I Bash My Head. . .Again.

We called these goose eggs, the doctor called them hematomas - tomato, tah-ma-tah
My go-to outside activity was riding  up and down the s-shaped road of the trailer park. We were too poor for every kid in the family to have their own bike. When my mother won a cheetah themed bike in a grocery store raffle I was the happiest I could ever remember being. I was so proud of having a new beautiful object of desire that other kids would covet. I washed and cleaned that bike any chance I got and rode it with wild abandon. It was a true and pure good thing in my life. 

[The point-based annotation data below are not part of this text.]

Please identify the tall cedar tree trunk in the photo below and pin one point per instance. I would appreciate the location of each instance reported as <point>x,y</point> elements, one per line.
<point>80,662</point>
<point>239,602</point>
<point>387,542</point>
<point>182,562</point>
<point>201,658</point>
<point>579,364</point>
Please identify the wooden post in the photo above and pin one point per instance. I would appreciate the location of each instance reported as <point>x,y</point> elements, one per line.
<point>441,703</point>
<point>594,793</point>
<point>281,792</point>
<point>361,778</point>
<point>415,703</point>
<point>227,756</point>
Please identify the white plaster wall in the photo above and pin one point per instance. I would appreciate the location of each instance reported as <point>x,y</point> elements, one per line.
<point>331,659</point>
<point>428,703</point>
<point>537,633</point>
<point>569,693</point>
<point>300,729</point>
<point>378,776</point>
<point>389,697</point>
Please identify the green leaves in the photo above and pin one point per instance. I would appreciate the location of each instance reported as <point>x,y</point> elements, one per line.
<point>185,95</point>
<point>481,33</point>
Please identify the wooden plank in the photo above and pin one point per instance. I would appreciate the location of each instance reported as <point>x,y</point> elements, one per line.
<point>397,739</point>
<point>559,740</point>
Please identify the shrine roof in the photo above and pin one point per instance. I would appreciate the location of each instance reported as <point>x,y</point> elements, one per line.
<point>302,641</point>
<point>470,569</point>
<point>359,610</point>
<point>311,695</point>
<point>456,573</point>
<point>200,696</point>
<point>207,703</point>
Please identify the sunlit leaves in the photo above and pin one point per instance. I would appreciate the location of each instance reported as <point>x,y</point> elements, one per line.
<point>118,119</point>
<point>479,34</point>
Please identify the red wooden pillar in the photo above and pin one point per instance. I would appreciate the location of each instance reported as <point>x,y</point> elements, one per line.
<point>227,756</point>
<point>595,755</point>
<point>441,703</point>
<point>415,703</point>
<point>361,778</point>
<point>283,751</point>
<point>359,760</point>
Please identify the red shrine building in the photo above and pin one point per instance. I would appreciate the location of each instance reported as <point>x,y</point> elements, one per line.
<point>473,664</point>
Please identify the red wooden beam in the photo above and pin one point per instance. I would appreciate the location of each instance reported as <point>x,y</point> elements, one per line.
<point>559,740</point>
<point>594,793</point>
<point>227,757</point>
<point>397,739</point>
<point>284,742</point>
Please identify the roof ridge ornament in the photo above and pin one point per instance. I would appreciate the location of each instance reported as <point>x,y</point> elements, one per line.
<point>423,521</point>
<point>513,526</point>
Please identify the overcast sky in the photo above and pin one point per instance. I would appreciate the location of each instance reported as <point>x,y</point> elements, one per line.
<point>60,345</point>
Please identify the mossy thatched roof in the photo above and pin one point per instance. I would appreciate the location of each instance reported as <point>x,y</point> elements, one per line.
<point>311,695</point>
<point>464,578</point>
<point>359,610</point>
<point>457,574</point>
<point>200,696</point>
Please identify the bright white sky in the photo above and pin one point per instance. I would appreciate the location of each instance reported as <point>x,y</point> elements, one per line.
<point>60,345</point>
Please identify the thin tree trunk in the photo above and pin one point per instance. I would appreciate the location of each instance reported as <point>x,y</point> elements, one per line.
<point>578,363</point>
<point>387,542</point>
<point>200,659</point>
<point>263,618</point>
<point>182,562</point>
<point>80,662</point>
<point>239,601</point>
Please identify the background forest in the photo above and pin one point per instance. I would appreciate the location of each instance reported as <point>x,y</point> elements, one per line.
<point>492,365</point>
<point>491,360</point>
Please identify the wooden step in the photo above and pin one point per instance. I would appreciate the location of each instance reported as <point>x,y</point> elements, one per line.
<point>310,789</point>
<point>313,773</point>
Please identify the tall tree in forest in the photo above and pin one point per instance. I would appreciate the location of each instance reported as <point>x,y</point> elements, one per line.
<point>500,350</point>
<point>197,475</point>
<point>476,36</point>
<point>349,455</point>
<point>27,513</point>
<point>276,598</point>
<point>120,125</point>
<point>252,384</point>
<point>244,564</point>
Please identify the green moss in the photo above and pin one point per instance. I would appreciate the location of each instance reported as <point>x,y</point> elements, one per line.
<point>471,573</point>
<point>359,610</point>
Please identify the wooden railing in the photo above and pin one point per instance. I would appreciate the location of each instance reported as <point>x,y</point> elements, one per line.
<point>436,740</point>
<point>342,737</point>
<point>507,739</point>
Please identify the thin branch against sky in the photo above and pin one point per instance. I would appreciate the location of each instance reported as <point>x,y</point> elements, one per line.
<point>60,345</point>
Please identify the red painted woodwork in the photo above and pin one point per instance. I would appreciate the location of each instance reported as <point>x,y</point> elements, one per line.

The problem was that I was not as skilled at riding as I imagined I was and I wrecked a lot trying to do tricks, jumps and stunts. I was riding one day and trying to get the attention of my friends to show them how cool I looked riding with no hands. While I was looking backwards with no hands my bike drifted into a truck's side mirror. That knocked me to the ground and out cold. My friends brought me around and I walked my bike home in a stupor. Inside I looked in the mirror we had by the door. My forehead was a swollen cartoon in the shape of half of an egg with blood matted in my hair and running down my clothes. I walked to my mom who was on the couch talking with some friends. I told her I had a bump on my head and she turned around and screamed. She took me to the hospital where I got a few stitches. 

I never told her what I had been doing when I bashed my head. It seemed like the facts in the case might just cloud her judgment about who was at fault in this tragic accident.